Sergei Bodrov directed Seventh Son from a screenplay by Charles Leavitt and Steve Knight and a screen story by Matt Greenberg, based on the book series “The Last Apprentice” by Joseph Delaney.

So, now that we’ve covered what the studio says the movie is about, Let’s talk about what happens when you actually watch it.

First, and let’s get this out of the way. It’s an okay film. It doesn’t suck, but it’s not great. Want to know why? Keep reading.

I must admit that I read the hitfix.com review [credited to one “Drew McWeeny” — Hey, I didn’t make up the name….] after I stumbled onto it looking for the film’s image to post. That review makes some valid points, but also some completely stupid assertions.

I’ll try to address both.

One of McWeeny’s [that’s going to either get funnier or more annoying, the more I say it…] early complaints is about Jeff Bridges and his “Rooster Cogburny RIPDy […] gravel voice mush mouth thing.” Let’s clear that up right now.

He’s right.

An actor as accomplished and talented at Bridges has to have another way to express world-weary frustration and loss. If not, he’d better stop picking those roles, because that voice is now officially done. It had it’s time, and that time has passed. Even if Bridges had spoken in a generic American accent it would have made Master Gregory sound better and more sympathetic. Otherwise, the character of Gregory, as written, performed adequately enough to move us and the story along.

Quick side note on another of McWeeny’s [he he–still funny] points: soundstage versus location. Pretty clear which was which.

And speaking of witches, he said, using the lamest of segues, 100% agreement with McWeeny [he h-… starting to fade, now] about the Monty Python ripoff introduction of Alice. It was the absolute first thing that went through my mind as the crowd was gathering. All it was missing was “I’m not a witch.” Probably couldn’t afford to pay the Circus royalties for its use or something.

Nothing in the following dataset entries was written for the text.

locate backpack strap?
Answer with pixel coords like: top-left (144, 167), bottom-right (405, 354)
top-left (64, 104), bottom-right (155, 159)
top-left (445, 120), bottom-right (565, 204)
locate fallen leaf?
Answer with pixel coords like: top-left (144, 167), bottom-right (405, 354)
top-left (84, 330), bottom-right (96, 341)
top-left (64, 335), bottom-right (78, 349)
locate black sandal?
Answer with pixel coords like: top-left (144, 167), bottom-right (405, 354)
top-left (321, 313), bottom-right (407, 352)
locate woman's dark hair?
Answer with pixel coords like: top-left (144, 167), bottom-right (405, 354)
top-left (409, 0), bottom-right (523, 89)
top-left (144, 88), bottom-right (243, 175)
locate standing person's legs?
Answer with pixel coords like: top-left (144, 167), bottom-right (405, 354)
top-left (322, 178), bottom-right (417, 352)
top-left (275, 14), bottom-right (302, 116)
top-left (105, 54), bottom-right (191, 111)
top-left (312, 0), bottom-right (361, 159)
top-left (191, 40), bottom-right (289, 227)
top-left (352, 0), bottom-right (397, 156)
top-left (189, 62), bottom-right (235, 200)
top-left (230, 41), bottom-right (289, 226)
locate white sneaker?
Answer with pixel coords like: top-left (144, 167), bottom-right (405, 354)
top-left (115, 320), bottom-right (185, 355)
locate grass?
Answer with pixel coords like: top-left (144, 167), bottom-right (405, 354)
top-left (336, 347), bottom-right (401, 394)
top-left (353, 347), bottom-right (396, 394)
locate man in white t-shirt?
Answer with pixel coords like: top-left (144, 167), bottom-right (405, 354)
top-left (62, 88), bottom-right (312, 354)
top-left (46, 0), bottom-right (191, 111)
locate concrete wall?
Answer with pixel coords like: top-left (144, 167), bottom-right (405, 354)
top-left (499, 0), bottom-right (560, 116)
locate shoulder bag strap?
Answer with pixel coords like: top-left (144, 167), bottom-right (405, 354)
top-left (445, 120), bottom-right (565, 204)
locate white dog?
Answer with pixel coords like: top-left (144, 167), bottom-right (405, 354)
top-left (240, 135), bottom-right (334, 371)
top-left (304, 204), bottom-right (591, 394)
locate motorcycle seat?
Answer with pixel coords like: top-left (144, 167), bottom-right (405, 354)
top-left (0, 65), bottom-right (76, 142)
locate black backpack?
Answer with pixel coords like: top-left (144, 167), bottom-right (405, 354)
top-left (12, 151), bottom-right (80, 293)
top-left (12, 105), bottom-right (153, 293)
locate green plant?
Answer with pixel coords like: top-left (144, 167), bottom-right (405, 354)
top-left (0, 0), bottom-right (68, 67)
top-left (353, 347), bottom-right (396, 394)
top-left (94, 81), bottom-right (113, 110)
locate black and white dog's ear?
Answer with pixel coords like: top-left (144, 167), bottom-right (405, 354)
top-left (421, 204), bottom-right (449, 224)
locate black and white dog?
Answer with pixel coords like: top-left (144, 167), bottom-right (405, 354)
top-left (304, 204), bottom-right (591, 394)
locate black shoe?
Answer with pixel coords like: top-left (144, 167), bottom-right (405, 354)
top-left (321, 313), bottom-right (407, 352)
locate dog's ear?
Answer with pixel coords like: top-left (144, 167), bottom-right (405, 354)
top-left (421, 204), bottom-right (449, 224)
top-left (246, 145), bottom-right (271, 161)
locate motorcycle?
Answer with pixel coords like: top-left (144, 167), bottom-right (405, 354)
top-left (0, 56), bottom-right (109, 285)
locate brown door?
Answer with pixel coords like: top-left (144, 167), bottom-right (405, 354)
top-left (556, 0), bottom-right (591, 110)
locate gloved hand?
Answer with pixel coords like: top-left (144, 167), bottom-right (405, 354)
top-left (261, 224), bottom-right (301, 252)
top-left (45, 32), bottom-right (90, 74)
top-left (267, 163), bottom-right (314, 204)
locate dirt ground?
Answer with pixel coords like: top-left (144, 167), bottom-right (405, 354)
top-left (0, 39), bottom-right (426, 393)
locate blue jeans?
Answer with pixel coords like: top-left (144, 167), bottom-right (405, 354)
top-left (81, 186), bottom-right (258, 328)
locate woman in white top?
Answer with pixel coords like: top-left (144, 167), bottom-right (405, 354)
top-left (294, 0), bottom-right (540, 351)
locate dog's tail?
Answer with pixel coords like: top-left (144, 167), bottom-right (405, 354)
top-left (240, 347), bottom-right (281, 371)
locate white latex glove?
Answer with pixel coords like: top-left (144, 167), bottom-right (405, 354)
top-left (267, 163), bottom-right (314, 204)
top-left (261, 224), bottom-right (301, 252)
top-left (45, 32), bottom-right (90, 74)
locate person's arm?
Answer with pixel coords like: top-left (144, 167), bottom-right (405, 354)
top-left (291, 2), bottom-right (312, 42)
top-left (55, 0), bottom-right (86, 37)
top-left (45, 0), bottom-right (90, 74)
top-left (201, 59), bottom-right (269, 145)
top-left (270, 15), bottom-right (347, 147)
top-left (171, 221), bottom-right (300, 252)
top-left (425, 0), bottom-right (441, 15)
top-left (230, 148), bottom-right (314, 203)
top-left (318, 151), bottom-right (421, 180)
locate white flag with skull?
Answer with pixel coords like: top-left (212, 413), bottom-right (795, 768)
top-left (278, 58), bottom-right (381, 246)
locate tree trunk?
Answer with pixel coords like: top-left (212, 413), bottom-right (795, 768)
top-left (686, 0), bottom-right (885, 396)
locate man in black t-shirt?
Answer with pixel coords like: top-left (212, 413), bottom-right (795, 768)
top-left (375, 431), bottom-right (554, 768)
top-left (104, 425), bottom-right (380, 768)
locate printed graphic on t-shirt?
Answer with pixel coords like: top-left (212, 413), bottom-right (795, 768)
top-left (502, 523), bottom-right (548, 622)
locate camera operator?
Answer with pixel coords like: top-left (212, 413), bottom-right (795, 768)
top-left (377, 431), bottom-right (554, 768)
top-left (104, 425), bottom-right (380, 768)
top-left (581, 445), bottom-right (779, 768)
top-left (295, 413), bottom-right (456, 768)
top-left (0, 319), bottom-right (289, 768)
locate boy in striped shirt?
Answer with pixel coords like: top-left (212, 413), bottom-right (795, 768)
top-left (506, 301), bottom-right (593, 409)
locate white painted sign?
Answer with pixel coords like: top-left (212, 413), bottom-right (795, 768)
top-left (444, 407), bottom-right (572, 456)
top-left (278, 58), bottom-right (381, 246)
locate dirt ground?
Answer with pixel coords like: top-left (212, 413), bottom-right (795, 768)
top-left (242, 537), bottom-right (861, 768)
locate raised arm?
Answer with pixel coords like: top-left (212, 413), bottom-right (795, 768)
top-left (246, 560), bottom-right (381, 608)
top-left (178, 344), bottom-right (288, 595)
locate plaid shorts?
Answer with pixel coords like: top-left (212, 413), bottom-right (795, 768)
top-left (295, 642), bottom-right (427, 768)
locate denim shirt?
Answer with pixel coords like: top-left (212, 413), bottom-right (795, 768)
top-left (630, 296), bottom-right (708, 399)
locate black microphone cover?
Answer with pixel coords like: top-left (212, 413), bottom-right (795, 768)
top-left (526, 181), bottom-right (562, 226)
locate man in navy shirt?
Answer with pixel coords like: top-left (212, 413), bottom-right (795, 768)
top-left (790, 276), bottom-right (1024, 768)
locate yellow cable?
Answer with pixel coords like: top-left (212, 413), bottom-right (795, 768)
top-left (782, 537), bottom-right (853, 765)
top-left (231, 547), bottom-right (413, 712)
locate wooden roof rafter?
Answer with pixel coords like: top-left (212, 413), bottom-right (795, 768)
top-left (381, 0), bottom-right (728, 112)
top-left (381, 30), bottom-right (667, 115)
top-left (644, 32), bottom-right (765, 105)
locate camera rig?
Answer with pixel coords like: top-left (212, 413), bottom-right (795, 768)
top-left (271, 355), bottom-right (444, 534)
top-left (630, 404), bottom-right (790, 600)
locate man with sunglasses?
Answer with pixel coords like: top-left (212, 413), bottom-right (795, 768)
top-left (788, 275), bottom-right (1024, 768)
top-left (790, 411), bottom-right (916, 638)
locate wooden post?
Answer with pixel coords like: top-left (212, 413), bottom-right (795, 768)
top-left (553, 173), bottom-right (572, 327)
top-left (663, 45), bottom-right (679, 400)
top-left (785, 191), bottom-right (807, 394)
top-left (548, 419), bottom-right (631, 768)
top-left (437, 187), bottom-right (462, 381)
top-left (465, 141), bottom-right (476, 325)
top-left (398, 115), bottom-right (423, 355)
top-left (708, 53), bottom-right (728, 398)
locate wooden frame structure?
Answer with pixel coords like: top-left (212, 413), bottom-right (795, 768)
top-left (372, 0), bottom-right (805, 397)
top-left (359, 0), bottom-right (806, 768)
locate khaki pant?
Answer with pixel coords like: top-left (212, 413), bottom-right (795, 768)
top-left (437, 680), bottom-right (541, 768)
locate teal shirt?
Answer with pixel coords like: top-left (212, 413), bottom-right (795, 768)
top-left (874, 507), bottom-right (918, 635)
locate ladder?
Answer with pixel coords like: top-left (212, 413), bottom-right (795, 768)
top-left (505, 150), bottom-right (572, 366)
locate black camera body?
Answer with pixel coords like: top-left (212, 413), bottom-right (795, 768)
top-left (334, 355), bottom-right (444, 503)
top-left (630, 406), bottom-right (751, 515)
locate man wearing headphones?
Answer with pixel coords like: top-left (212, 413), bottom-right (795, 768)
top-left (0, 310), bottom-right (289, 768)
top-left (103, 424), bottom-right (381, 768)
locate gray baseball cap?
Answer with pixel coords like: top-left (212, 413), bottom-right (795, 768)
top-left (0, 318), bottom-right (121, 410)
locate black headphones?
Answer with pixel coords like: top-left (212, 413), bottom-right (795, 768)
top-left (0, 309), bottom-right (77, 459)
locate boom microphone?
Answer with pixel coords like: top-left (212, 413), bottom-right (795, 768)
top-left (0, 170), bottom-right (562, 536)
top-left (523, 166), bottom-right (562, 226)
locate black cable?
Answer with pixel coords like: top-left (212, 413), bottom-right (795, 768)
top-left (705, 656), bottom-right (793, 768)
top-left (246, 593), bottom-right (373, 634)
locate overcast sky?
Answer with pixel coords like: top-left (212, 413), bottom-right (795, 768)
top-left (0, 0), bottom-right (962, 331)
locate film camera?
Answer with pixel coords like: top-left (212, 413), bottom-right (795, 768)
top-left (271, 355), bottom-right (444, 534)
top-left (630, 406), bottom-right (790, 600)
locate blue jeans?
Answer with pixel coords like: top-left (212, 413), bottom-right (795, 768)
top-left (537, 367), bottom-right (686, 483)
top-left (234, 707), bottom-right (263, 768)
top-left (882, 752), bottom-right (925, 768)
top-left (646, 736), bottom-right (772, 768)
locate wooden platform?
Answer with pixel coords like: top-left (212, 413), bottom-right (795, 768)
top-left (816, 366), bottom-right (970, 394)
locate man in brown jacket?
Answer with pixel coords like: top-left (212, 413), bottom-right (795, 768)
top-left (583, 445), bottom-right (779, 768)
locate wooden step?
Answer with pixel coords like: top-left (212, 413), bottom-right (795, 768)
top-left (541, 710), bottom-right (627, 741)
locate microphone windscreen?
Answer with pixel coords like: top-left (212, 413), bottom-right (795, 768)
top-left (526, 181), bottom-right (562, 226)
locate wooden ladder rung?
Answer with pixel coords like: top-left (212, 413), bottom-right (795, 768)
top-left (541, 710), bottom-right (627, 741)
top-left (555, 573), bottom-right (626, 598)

You’ll note that I haven’t even talked about Thomas’ and Alice’s relationship. Thomas is the Spook’s apprentice, who generally just kills witches out of hand, and Alice is half-witch. A doomed love story? You’ll have to watch it for yourself to find out.

Another quick note on McWeeny’s [nope, not funny at all, now…] review: the casting of Kit Harington, now of “Game of Thrones” fame. the film started shooting only a year after GoT premiered, and Kit wasn’t the name he is now. The idea that the film wasted that appearance doesn’t make sense. I hate to say “standard trope” here, but it is. If there’s an apprentice, the apprentice dies, and gets replaced. Since that’s the whole storyline here….. the studio couldn’t have wasted an opportunity that didn’t exist at the time by not using Kit Harrington. Now, if Mc-dub is suggesting that marketing should have played up Kit’s involvement simply to generate ticket sales, only for ***spoiler alert*** him to be killed off in the first 10 minutes, he’d probably be the first person lining up to shout “fraud!” of  “false advertising!” at them.

Okay, apparently that note wasn’t so quick, but you get my point.

Regardless, the filmakers do play a little too-humorous with the situational dialogue, and, as a result, the tone of the film gets a bit muddy, with [as Mc-dub points out] Julianne Moore unable to find a consistent way to play her Mother Malkin.

Overall, I found the effects to be of above-average quality, and actually was starting to really like the character of Tusk by the end of the film.

And, to agree one last time with Mc-dub, films are weird and wonderful in that each person processes them differently and comes to their own conclusion, like his assertion that Jupiter Ascending was pretty good, when everyone knows it’s a complete dog.

Nevertheless, I still think that Seventh Son is a perfectly acceptable, though hardly genre-defining, film despite it’s flaws.